City Manager Jason Rabe had these thoughts, “I think everyone in the community wants to keep the Little Red Schoolhouse going as a local landmark. I think everyone would like to see it fixed up and have it open on a regular basis so the local people and those passing by could stop in and have a quick history lesson. It is slowly falling into a state of decay and will continue to do so if stabilizing measures are not taken soon.”


Rabe said that estimates to repair the building range from $30,000 to $50,000 depending on how much work is done. He also commented that the City Council is highly committed to holding the line on the City budget and not allowing the mil levy to rise.

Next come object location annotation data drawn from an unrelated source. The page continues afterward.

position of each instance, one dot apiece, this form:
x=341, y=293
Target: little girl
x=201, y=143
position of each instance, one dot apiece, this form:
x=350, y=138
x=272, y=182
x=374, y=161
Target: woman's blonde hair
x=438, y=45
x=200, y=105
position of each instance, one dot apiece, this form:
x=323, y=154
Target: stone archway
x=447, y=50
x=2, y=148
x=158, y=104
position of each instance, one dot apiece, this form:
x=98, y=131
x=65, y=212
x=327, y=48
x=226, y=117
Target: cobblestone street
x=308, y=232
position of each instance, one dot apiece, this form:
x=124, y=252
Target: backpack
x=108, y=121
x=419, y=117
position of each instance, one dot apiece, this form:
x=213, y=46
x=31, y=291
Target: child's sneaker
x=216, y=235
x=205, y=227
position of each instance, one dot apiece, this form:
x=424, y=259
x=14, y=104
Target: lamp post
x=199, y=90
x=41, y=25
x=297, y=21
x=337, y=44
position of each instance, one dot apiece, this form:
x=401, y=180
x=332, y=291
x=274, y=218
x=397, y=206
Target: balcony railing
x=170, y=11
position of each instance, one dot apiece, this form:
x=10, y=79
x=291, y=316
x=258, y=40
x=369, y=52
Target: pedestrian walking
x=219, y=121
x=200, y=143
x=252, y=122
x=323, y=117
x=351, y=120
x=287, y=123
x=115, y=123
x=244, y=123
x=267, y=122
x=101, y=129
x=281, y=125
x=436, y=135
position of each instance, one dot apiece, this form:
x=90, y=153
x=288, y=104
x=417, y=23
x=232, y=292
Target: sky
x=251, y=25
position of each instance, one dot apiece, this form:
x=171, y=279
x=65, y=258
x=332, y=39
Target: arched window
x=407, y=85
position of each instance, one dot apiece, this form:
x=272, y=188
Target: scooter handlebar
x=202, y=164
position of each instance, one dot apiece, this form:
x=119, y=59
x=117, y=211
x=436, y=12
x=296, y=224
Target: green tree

Ideally,” said Rabe, “the City needs a community led initiative or task force to assume the care of the Little Red Schoolhouse. I think many citizens would donate to a fund that was going to directly fix up the school. There are also very skilled folks in the area who could help with the repairs on a volunteer basis to keep the cost down.”


One does not need a crystal ball to foretell the future of the Little Red Schoolhouse. If the vision of Maurice McDonald, Helen Babb and others from 40 years ago is to remain alive, someone must step forward to assume a leadership role. Someone has to make things happen. If nobody does so, the future of the Little Red Schoolhouse is very tenuous.